Die EU darf nicht versuchen, die Flüchtlingskrise in die Türkei auszulagern. Alle EU-Mitglieder sollen sich beteiligen und eine angemessene Zahl von Flüchtlingen aufnehmen – bemessen an der Einwohnerzahl und der wirtschaftlichen Lage.
Im September 2015 reiste ich nach Budapest, um die Situation am Bahnhof Keleti zu begreifen. Acht Monate später bin ich an die ungarisch-serbische Grenze gereist, um mir ein Bild von der Lage der Flüchtlinge dort zu machen. In Nähe der „Transitzonen“ ist der hohe, mit NATO-Draht bekränzte Grenzzaun zurückversetzt, sodass zwischen dem ungarischen und dem serbischen Territorium ein schmaler Streifen Niemandsland liegt, in dem täglich neue Flüchtlingsgruppen stranden. Hier warten sie Tage, manchmal Wochen, bis man sie durch schwere stählerne Drehkreuze nach Ungarn lässt. Nur dank des Einsatzes von Nichtregierungsorganisationen werden sie sporadisch mit Essen und Trinken versorgt. Toiletten oder fließendes Wasser gibt es nicht. Die Menschen hausen in kleinen Zelten, aus Decken und Planen improvisierten Unterständen, die am Grenzzaun und sogar an den Eingängen in die EU befestigt sind. Die Lage der Menschen im Niemandsland an der ungarisch-serbischen Grenze spiegelt das Elend und das Chaos wider, das auch an vielen anderen Orten in Europa herrscht.
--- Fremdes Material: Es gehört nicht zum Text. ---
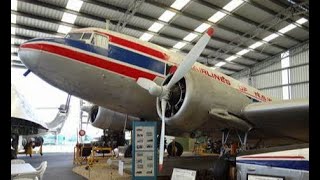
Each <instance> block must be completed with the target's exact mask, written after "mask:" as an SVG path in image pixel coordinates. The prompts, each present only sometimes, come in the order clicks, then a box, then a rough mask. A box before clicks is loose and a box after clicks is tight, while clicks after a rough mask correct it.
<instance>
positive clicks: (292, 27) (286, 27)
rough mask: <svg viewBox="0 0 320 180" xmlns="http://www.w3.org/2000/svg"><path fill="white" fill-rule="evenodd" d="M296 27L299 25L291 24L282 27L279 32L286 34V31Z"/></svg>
mask: <svg viewBox="0 0 320 180" xmlns="http://www.w3.org/2000/svg"><path fill="white" fill-rule="evenodd" d="M296 27H297V26H296V25H294V24H289V25H288V26H286V27H284V28H282V29H280V30H279V32H280V33H282V34H284V33H286V32H288V31H291V30H292V29H294V28H296Z"/></svg>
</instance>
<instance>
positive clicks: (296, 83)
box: [237, 46, 309, 99]
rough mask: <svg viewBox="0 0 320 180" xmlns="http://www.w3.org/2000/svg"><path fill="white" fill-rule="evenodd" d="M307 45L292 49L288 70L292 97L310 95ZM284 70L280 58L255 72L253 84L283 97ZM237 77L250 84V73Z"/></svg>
mask: <svg viewBox="0 0 320 180" xmlns="http://www.w3.org/2000/svg"><path fill="white" fill-rule="evenodd" d="M305 47H306V46H303V47H301V49H300V51H299V48H296V49H294V50H292V51H290V56H289V60H290V67H289V68H288V70H289V73H290V81H289V82H290V83H289V85H290V88H291V99H297V98H307V97H309V49H306V48H305ZM297 52H299V53H297ZM279 58H280V57H279ZM282 70H284V69H281V61H280V59H278V61H277V62H276V63H274V64H272V65H270V66H268V67H266V68H263V69H260V70H258V71H256V72H253V73H252V75H251V85H252V86H253V87H255V88H257V89H259V90H261V91H263V92H265V93H266V94H268V95H270V96H272V97H275V98H279V99H282V97H283V92H282V87H283V85H282ZM237 79H238V80H240V81H241V82H244V83H246V84H250V82H249V76H248V75H247V76H243V77H240V78H237Z"/></svg>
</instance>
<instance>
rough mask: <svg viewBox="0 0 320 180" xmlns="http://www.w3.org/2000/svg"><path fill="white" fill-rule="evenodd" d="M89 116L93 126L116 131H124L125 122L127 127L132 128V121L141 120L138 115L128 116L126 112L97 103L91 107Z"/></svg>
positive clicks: (127, 128) (91, 123) (92, 125)
mask: <svg viewBox="0 0 320 180" xmlns="http://www.w3.org/2000/svg"><path fill="white" fill-rule="evenodd" d="M89 116H90V122H91V125H92V126H94V127H97V128H100V129H110V130H114V131H122V130H123V129H124V126H125V124H126V129H132V127H131V121H133V120H139V119H138V118H136V117H133V116H127V115H126V114H123V113H119V112H115V111H112V110H109V109H106V108H103V107H100V106H97V105H94V106H92V107H91V110H90V112H89ZM127 118H128V119H127ZM126 119H127V121H126Z"/></svg>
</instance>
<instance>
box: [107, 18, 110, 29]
mask: <svg viewBox="0 0 320 180" xmlns="http://www.w3.org/2000/svg"><path fill="white" fill-rule="evenodd" d="M109 24H110V20H108V19H106V30H109Z"/></svg>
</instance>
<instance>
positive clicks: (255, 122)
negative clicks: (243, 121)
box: [242, 99, 309, 142]
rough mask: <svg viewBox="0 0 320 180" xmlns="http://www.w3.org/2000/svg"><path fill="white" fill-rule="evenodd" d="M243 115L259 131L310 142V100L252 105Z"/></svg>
mask: <svg viewBox="0 0 320 180" xmlns="http://www.w3.org/2000/svg"><path fill="white" fill-rule="evenodd" d="M242 113H243V115H244V117H245V118H246V119H247V121H249V122H250V123H252V124H253V126H254V128H255V129H257V130H260V131H264V132H269V133H274V134H278V135H281V136H283V137H290V138H292V139H299V140H301V141H304V142H308V141H309V140H308V139H309V100H308V99H299V100H283V101H273V102H264V103H252V104H249V105H247V106H246V107H245V108H244V109H243V111H242Z"/></svg>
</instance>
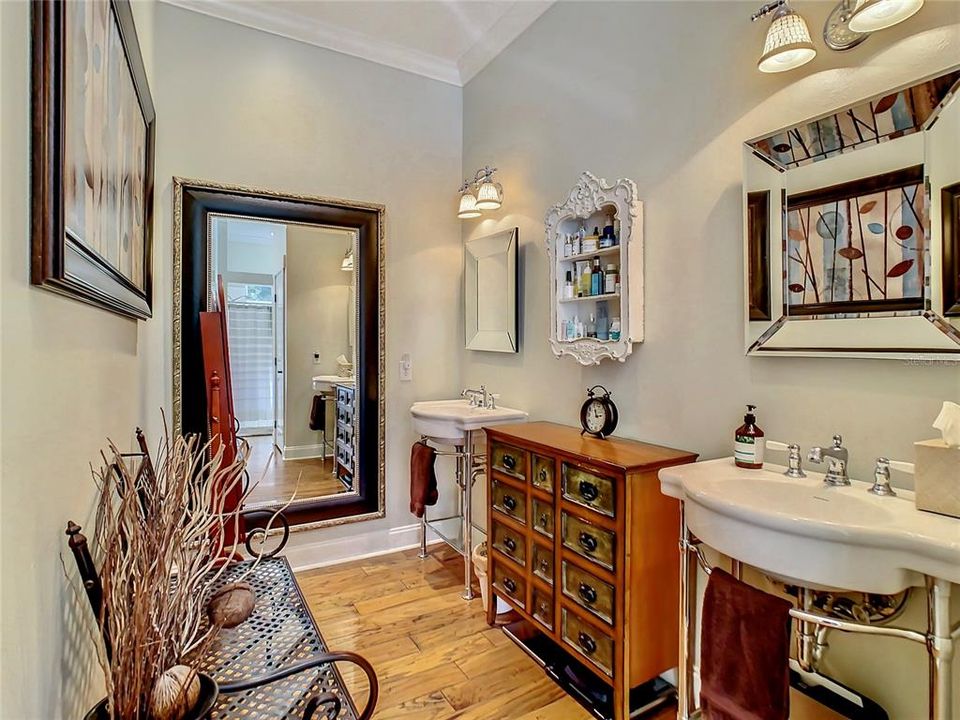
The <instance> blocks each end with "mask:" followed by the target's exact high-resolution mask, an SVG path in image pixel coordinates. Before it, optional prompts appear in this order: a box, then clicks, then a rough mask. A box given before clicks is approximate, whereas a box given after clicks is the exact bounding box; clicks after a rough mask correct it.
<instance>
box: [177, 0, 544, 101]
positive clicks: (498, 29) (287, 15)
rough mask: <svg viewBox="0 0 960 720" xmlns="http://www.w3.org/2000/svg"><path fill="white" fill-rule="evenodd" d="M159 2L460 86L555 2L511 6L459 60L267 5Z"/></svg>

Niemandsland mit NATO-Draht
Hier zeigt sich, wie dringend wir eine europaweite Flüchtlingspolitik brauchen. In den vergangenen Jahren war man zu bequem oder hat einfach weggesehen. Die gegenwärtige Krise zeigt Versäumnisse auf, für die die Mitgliedstaaten der EU gemeinsam verantwortlich sind. Durch das sogenannte „Dublinsystem“ wurden die Probleme der Flucht auf die Ankunftsländer abgewälzt, denn es legte fest, dass jener Staat, in den Asylbewerber nachweislich zuerst eingereist sind, das Asylverfahren durchführen muss. Entsprechend waren Länder mit EU-Außengrenzen – und ganz besonders Italien und Griechenland – viele Jahre lang auf sich allein gestellt. Ein EU-weites Konzept für politisches Asyl wurde ebenso wenig verfolgt wie ein Übereinkommen zur Einwanderung. Selbst als die Konflikte im Süden des Mittelmeeres eskalierten, die Menschen von dort in die Flucht treiben, hofften die im Zentrum der EU gelegenen Staaten, darunter auch Deutschland, man könne das Problem weiter verdrängen.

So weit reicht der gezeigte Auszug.